Tras las severas inundaciones registradas en la colonia San Rafael Chamapa, en Naucalpan, Estado de México, donde al menos 50 viviendas resultaron afectadas por el desbordamiento de la presa Los Cuartos, una densa espuma blanca cubrió calles y banquetas. Lo que parecía inofensivo terminó siendo altamente riesgoso: se trataba de aguas negras con residuos de detergentes y materia orgánica.
En entrevista para MACA DIARIO, el doctor Carlos Rius, académico de la Facultad de Química de la UNAM, explicó que esta espuma es producto de los jabones y detergentes domésticos que se mezclan con aguas residuales. “Es lo mismo que haberse echado un clavado en el canal de drenaje”, advirtió.
El especialista recomendó a quienes tuvieron contacto con el agua contaminada que se desparasiten de inmediato y laven su ropa y cuerpo con agua potable y jabón.
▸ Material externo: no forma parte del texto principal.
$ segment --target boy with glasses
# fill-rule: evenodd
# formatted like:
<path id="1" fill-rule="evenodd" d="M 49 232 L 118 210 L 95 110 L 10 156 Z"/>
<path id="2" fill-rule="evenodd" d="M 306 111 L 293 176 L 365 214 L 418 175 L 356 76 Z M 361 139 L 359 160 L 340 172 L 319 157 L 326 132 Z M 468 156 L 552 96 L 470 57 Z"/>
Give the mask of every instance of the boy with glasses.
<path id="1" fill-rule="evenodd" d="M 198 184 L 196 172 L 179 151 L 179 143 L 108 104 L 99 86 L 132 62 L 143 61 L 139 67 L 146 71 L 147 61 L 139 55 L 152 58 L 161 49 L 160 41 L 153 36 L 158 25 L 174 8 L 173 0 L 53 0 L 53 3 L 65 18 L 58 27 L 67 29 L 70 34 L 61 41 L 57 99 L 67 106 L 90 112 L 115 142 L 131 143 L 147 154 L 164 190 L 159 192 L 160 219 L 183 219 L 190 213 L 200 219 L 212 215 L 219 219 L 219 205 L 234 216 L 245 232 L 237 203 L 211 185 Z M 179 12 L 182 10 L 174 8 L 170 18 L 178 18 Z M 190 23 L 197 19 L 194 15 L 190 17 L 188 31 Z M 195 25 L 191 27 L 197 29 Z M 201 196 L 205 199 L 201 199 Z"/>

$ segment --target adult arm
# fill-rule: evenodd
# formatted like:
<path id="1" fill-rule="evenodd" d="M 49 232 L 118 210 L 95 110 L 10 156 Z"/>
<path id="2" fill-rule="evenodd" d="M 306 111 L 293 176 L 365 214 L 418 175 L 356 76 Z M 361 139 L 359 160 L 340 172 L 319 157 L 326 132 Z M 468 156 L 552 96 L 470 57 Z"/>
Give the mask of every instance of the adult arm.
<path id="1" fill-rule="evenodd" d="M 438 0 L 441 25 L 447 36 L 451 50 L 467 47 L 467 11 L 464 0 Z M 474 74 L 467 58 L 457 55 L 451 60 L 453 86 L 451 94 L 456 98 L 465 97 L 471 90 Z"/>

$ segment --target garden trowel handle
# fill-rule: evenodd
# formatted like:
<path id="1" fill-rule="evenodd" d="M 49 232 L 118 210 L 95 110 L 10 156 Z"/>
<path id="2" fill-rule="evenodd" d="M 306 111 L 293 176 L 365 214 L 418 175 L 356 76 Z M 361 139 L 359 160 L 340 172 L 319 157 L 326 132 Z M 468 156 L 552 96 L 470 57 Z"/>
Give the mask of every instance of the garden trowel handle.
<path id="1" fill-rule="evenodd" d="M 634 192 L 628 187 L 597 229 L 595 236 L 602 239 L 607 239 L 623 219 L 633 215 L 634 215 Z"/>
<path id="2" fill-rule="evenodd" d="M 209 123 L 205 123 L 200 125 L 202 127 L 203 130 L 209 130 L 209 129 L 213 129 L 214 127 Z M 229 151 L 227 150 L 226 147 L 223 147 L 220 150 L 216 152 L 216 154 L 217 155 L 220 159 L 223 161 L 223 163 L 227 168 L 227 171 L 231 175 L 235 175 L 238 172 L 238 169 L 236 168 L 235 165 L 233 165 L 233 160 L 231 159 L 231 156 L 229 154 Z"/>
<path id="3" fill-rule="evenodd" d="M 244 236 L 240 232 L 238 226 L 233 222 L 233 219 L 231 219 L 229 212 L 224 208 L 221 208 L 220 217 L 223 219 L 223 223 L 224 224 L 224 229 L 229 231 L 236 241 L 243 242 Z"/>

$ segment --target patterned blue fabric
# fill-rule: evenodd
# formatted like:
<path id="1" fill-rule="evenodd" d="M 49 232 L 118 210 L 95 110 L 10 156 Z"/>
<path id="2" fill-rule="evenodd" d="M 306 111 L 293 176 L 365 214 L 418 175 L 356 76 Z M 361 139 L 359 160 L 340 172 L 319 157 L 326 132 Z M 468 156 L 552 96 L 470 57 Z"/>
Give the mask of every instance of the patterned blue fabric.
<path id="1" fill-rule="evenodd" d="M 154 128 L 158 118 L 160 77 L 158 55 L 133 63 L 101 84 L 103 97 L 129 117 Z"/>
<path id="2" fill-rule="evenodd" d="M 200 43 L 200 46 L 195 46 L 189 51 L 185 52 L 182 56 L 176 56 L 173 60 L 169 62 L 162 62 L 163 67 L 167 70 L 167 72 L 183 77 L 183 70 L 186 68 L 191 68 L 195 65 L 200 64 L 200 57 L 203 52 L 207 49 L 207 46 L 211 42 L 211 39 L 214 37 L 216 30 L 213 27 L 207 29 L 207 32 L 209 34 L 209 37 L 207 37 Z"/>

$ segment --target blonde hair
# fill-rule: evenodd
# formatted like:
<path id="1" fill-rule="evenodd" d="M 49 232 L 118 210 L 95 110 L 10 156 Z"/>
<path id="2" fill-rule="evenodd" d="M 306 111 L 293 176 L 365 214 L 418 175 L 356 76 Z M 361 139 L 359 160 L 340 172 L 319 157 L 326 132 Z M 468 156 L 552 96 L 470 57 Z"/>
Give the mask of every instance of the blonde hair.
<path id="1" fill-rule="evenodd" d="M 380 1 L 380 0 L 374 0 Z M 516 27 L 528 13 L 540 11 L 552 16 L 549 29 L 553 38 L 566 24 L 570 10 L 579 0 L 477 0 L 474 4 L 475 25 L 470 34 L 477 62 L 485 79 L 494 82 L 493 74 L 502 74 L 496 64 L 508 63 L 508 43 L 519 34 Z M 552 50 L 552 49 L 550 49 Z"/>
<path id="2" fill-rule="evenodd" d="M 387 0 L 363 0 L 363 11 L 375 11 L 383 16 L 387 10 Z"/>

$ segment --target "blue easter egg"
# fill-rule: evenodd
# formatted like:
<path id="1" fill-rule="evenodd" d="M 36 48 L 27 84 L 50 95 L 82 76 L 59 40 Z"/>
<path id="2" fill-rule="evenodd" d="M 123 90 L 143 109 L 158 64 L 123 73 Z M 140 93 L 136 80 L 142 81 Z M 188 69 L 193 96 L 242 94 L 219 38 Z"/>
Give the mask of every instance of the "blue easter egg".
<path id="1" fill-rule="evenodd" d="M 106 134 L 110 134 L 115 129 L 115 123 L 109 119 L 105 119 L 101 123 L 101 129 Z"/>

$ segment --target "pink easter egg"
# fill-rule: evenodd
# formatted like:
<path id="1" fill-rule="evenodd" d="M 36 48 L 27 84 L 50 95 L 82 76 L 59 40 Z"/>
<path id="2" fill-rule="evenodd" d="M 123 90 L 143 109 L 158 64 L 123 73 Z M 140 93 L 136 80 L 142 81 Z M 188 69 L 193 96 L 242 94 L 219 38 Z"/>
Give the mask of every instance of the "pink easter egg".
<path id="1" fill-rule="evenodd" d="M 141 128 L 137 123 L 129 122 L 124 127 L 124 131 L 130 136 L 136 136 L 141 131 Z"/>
En caso de que las prendas lo permitan, sugirió usar cloro o desinfectantes, pero nunca mezclarlos entre sí. También recomendó desinfectar los hogares con soluciones de cloro al 5%.
“Las aguas negras contienen bacterias, virus y huevecillos de patógenos. Es una fuente de infección muy fuerte”, señaló Rius, quien lamentó que algunas personas se hayan metido a nadar entre la espuma sin dimensionar el riesgo.